As empresas que cumprem devidamente suas obrigações com o Ministério Público do Trabalho e Emprego solicitam para seus colaboradores uma lista de documentos para contratação.

Eles são essenciais para que se dê início ao processo formal de admissão e o registro na carteira de trabalho. Além de possibilitar o cadastrado no sistema da empresa e a redação do contrato de trabalho.

Alguns documentos servem para todos os profissionais de empresas dos mais diferentes portes e segmentos.
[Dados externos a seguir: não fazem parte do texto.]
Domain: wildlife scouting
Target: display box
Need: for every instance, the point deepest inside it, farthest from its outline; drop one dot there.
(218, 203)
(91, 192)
Outros são mais específicos, de acordo com o cargo que for executado, como carta de motorista, registro em conselho regional profissional, entre outros.

Além da papelada, para a companhia continuar a realizar todos os procedimentos conforme a legislação trabalhista, também é preciso solicitar exame admissional e, se preciso, a abertura de uma conta-salário no banco escolhido pela empresa.

Documentos para contratação

A lista geral de documentos é composta por:

  • Foto 3×4 (a quantidade depende do uso, para o crachá, o sistema de registro de pessoal etc.);
  • Carteira de trabalho;
  • Carteira de identidade (RG);
  • Cadastro de Pessoa Física (CPF);
  • Título de Eleitor com os comprovantes de votação nas últimas eleições;
  • Cartão de inscrição no PIS ou PASEP (podendo ser substituído por cartão cidadão ou comprovante emitido pela Caixa Econômica Federal) — exceto para casos de primeiro emprego;
  • Certificado de Reservista se menor de 45 anos ou qualquer outro tipo de comprovante de quitação com o serviço militar (para homens);
  • Cópia do comprovante de residência;
  • Cópia da certidão de nascimento (se o empregado for solteiro);
  • Cópia de certidão de casamento (se o empregado for casado);
  • Cópia da certidão de nascimento de filhos menores de 14 anos;
  • Cópia da carteira de vacinação de filhos menores de 7 anos;
  • Cópia do comprovante de frequência escolar de filhos maiores de 07 e menores de 14 anos.

Uma observação: caso o funcionário se case e mude seu nome, todos os documentos pessoais devem ser atualizados e as cópias entregues novamente para a empresa.

É importante ressaltar que a empresa tem o prazo de 48 horas para realizar as anotações (data de admissão, remuneração, banco onde o FGTS vai ser recolhido e prazo do contrato) na Carteira de Trabalho e devolvê-la para o funcionário.

O que é proibido

De acordo com a legislação trabalhista é proibido exigir e reter qualquer um dos documentos pessoais mencionados acima, mesmo que seja em forma de cópia autenticada, pois essas possuem caráter e força de documento original.

Caso seja necessária a retenção por qualquer motivo, é preciso que a devolução seja feita em 5 dias, no máximo.

Também é proibido exigir mais do que 6 meses de experiência (artigo 442 da Consolidação das Leis do Trabalho — CLT).

E, nunca, em hipótese alguma, ceda ao pedido do empregado para começar a trabalhar sem registro para que ele continue a receber o seguro-desemprego da empresa anterior. É ilegal e pode gerar dores de cabeça para você e sua companhia.

O que deve ser feito

É importante que o colaborador só inicie as suas atividades após assinar o contrato de trabalho.

E depois de ter realizado o exame médico admissional. Durante o exame o médico do trabalho emite o Atestado de Saúde Ocupacional que certifica as condições de saúde (físicas e psicológicas) para o colaborador desempenhar a nova função.

Enfim, quando o empregador segue corretamente as normas trabalhistas, evita possíveis problemas jurídicos e multas.

Sempre solicite a lista completa dos documentos para contratação e fique tranquilo.